Glyoxal (GO) and
methylglyoxal (MGO) cause
protein and
nucleic acid carbonylation and oxidative stress by forming reactive
oxygen and carbonyl species which have been associated with toxic effects that may contribute to
cardiovascular disease, complications associated with
diabetes mellitus, Alzheimer's and
Parkinson's disease. GO and MGO can be formed through oxidation of commonly used reducing
sugars e.g.,
fructose under chronic hyperglycemic conditions. GO and MGO form
advanced glycation end products which lead to an increased potential for developing inflammatory diseases. In the current study, we have investigated the protective effects of
ferulic acid and related
polyphenols e.g.,
caffeic acid,
p-coumaric acid,
methyl ferulate,
ethyl ferulate, and
ferulaldehyde on GO- or MGO-induced cytotoxicity and oxidative stress (ROS formation, protein carbonylation and mitochondrial membrane potential maintenance) in freshly isolated rat hepatocytes. To investigate and compare the protective effects of
ferulic acid and related
polyphenols against GO- or MGO-induced toxicity, five hepatocyte models were used: (a) control hepatocytes, (b) GSH-depleted hepatocytes, (c)

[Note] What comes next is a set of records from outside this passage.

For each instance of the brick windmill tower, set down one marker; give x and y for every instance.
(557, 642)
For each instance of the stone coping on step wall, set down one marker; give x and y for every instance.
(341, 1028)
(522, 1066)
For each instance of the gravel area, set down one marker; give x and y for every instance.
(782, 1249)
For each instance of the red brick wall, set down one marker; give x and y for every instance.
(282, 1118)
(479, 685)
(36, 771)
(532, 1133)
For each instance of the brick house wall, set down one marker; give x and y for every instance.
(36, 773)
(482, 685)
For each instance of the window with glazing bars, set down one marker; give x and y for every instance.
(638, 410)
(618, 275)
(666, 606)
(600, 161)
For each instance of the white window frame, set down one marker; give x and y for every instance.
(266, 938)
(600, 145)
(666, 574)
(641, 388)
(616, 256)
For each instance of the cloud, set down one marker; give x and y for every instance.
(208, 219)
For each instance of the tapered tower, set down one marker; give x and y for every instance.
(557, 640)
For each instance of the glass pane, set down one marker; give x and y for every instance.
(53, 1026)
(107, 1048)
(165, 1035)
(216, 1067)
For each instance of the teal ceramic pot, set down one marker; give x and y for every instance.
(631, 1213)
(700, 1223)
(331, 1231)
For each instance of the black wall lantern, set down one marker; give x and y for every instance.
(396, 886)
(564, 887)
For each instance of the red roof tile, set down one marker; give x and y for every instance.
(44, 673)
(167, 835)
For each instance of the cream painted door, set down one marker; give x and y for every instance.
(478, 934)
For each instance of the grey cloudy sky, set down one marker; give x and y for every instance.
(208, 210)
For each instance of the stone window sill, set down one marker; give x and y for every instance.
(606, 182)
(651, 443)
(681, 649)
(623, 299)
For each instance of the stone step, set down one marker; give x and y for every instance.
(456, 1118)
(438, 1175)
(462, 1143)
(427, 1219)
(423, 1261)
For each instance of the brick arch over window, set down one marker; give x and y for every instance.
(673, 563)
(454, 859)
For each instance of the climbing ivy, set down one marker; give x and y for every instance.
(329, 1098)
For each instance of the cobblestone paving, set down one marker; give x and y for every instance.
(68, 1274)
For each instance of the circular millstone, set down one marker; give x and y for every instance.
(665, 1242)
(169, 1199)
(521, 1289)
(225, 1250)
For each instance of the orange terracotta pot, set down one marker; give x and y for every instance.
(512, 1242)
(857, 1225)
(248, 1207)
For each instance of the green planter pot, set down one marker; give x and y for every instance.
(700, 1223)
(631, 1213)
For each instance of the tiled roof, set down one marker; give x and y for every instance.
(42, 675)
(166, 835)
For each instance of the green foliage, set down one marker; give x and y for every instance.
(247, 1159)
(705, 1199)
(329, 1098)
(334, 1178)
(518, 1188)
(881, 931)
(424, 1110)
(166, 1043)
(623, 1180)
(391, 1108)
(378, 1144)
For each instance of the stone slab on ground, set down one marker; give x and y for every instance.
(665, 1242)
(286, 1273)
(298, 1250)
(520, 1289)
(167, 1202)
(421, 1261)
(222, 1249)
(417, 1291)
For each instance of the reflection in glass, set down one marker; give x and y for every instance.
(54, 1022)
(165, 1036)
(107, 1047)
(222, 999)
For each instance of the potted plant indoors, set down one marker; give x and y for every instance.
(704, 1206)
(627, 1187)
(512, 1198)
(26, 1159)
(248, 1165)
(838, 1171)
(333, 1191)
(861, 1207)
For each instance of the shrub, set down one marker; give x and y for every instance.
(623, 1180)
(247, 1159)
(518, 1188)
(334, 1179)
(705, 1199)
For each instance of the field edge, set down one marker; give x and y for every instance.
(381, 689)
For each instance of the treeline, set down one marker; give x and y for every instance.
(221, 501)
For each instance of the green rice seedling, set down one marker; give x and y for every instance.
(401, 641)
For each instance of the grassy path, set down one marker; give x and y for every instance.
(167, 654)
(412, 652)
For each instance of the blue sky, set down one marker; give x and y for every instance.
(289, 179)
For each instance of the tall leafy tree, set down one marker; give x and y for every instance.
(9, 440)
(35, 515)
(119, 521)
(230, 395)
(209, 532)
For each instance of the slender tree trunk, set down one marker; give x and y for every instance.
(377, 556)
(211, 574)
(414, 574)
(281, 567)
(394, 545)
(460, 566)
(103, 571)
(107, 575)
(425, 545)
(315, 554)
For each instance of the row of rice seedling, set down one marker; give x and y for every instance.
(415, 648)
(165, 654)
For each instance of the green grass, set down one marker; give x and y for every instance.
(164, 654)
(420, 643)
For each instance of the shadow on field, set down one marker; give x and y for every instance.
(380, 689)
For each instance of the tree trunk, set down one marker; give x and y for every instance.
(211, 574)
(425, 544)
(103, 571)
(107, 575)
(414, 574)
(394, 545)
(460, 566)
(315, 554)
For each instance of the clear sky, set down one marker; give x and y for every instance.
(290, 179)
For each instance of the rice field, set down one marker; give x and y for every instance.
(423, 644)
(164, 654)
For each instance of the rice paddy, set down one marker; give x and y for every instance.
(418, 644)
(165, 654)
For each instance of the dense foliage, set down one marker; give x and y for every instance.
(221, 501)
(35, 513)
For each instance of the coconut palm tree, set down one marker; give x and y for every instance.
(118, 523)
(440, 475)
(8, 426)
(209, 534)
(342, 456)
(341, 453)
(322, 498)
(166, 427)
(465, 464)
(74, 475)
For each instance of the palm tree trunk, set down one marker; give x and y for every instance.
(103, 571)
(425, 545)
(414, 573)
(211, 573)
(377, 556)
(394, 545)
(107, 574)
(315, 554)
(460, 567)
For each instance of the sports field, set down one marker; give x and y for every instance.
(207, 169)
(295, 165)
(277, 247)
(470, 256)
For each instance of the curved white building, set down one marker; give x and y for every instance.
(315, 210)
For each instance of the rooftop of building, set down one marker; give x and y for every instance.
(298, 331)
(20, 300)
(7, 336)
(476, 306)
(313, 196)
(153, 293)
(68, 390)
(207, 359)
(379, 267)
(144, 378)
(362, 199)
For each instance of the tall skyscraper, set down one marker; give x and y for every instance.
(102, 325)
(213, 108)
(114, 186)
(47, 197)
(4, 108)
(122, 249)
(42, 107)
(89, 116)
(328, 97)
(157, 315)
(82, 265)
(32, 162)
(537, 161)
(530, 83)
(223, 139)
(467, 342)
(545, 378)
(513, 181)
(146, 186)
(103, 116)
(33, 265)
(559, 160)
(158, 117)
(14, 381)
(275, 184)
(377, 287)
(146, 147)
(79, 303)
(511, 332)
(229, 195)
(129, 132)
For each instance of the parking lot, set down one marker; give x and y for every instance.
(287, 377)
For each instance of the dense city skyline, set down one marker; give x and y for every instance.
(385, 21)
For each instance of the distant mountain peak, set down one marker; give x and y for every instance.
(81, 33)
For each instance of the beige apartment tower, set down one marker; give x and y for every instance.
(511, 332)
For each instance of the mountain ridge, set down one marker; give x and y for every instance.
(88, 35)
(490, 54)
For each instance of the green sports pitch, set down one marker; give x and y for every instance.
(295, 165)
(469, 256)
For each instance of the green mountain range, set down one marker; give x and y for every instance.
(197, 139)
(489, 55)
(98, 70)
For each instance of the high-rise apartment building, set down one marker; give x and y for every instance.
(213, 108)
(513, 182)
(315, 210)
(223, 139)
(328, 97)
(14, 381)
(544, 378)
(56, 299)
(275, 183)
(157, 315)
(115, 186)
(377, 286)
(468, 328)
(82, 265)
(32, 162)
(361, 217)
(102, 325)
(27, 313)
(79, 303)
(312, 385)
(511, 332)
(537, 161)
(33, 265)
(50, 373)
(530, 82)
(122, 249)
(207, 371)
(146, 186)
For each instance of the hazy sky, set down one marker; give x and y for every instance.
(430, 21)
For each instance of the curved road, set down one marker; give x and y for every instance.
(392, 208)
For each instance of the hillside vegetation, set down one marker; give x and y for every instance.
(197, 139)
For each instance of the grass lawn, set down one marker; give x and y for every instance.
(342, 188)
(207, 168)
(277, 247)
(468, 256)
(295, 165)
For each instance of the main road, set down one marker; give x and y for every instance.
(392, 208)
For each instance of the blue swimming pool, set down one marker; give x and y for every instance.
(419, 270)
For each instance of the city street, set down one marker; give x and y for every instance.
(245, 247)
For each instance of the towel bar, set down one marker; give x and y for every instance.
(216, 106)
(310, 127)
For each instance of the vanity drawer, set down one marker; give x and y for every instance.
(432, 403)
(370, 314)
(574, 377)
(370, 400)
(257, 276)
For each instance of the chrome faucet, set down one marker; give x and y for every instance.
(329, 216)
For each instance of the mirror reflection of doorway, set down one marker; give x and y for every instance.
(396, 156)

catalase-inhibited hepatocytes, (d)
aldehyde dehydrogenase (ALDH2)-inhibited hepatocytes, and (e) hepatocyte
inflammation system (a non-toxic H2O2-generating system). All of the
polyphenols tested significantly decreased GO- or MGO-induced cytotoxicity, ROS formation and improved mitochondrial membrane potential in these models. The rank order of their effectiveness was caffeic acid∼ferulaldehyde>
ferulic acid>
ethyl ferulate>
methyl ferulate>
p-coumaric acid.
Ferulic acid was found to decrease protein carbonylation in GSH-depleted hepatocytes. This study suggests that
ferulic acid and related
polyphenols can be used therapeutically to inhibit or decrease GO- or MGO-induced hepatotoxicity.